Another attempt to determine appropriate amounts of anti-HSP70 Ab (ABR cat# MA3-006)and/or protein needed for better detection of HSP70 in Gigas protein samples. Gigas gill protein extracts from 20080617 (both control and Vibrio exposure samples) were each pooled. The two samples were mixed with an equal volume of 2x sample reducing buffer. 100uL of hemolymph were extracted from Gigas muscles and mixed with an equal volume of 2x sample reducing buffer. Samples were boiled for 5mins. and loaded onto a Pierce 4-20% tris-hepes gel. Also loaded 10uL of SeeBlue ladder. Ran gel @ 150V for 45mins. Samples were transferred to nitrocellulose 20V for 30mins. Well locations were marked on the membrane with a pencil. Gel was stained with Coomassie stain for 30 mins and then destained with 10% acetic acid until bands were clearly visible.

Lane 1 – Ladder
Lane 2 – Control (20ug)
Lane 3 – VE (20ug)
Lane 4 – Hemos (40uL)
Lane 5 – Control (10ug)
Lane 6 – VE (10ug)
Lane 7 – Hemos (20uL)

Lane 8 – Control (20ug)
Lane 9 – VE (20ug)
Lane 10 – Hemos (40uL)
Lane 11 – Control (10ug)
Lane 12 – VE (10ug)

Membrane was cut in two (between lanes 7 & 8) for probing with two different primary Ab concentrations: 1:5000 (per the manufacturer’s suggestion) and 1:2500. Membranes were incubated 1hr. in 15 mL of blocking solution. Primary Ab was added at the two above mentioned concentrations to the respective membrane and incubated 1hr.
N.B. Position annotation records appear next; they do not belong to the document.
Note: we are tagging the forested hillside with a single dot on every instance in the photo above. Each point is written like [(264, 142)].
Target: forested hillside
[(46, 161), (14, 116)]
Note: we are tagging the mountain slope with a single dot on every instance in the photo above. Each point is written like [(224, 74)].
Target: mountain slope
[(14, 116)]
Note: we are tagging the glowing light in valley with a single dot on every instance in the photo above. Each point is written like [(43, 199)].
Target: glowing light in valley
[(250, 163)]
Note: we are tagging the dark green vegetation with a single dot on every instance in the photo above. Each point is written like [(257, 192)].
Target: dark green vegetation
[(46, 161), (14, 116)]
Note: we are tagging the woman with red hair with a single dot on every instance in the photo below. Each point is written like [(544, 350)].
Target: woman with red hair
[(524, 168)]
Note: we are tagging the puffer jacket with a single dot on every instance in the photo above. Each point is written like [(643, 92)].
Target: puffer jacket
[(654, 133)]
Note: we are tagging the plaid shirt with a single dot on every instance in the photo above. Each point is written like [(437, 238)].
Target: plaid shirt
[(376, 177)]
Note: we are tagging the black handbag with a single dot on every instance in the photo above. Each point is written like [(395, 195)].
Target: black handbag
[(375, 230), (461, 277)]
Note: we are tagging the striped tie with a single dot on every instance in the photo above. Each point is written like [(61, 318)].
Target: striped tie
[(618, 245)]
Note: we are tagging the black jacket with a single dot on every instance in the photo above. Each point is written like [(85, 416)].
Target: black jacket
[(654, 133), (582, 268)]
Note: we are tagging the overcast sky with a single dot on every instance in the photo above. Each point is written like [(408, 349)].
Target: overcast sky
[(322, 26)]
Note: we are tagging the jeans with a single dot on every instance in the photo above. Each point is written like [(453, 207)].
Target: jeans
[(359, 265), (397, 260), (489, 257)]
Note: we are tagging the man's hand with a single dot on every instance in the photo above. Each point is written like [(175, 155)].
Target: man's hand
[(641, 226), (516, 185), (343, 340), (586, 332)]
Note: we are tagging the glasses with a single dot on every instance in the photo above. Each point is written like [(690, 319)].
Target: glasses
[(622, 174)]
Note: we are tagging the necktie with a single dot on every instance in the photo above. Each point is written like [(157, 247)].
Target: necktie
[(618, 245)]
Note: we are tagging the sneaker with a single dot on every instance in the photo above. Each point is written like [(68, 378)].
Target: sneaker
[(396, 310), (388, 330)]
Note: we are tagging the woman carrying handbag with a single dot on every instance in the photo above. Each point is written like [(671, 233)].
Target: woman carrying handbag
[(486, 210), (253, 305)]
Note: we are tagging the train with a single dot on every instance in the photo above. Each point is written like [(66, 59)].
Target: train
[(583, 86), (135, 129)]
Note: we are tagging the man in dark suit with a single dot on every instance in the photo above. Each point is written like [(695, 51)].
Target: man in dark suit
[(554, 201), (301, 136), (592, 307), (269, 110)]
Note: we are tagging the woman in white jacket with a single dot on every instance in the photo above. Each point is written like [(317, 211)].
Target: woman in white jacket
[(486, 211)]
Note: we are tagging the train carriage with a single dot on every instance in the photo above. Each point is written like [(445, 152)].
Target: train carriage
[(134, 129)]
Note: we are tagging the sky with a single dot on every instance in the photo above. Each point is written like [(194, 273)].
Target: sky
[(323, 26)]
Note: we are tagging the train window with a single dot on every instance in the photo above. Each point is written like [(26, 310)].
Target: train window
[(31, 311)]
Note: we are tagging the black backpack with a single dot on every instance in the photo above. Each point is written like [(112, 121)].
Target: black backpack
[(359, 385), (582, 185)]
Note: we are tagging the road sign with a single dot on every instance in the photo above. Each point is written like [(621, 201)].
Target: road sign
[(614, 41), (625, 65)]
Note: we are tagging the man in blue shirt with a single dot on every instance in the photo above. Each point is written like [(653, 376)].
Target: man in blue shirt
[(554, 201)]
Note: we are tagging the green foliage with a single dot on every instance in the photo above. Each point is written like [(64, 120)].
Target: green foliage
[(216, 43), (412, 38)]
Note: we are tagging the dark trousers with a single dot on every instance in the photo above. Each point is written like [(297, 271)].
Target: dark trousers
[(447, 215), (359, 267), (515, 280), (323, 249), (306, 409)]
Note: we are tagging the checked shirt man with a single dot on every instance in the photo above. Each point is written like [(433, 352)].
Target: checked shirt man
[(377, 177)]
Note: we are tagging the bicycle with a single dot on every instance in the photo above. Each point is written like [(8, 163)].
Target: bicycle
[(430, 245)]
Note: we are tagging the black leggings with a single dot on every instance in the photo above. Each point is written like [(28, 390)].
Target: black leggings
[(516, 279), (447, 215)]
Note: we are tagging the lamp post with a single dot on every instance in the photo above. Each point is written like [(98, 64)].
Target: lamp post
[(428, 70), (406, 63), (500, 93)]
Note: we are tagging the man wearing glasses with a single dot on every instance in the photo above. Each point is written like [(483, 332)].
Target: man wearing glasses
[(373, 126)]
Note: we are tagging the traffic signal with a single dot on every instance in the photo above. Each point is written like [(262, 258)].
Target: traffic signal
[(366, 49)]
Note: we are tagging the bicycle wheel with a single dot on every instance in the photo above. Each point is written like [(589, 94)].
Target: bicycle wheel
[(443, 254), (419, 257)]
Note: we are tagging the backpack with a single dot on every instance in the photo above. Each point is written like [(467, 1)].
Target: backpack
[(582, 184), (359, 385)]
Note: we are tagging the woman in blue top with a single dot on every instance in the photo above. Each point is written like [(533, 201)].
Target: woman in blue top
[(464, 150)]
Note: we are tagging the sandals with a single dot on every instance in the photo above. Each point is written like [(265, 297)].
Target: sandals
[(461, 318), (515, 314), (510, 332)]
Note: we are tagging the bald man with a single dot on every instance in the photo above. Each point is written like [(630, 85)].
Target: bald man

Membranes were washed with 1x TBS-T 3 x 10mins. Secondary Ab (DAM-HRP) was added with blocking solution to the membranes at a 1:2500 dilution and incubated 30mins. Membranes were washed with 1x TBS-T 3 x 10mins. Membranes were developed with Millipore Immobilon Western Chemiluminescent reagent and imaged together.

Results:

No image of any sort! Not even the pencil marks were visible. Just a blank screen. I’m starting to suspect that something is wrong with the imaging system or something. This is basically a repeat of the Western on 20081210 which worked. Now I’m not sure what to do at all. This blows.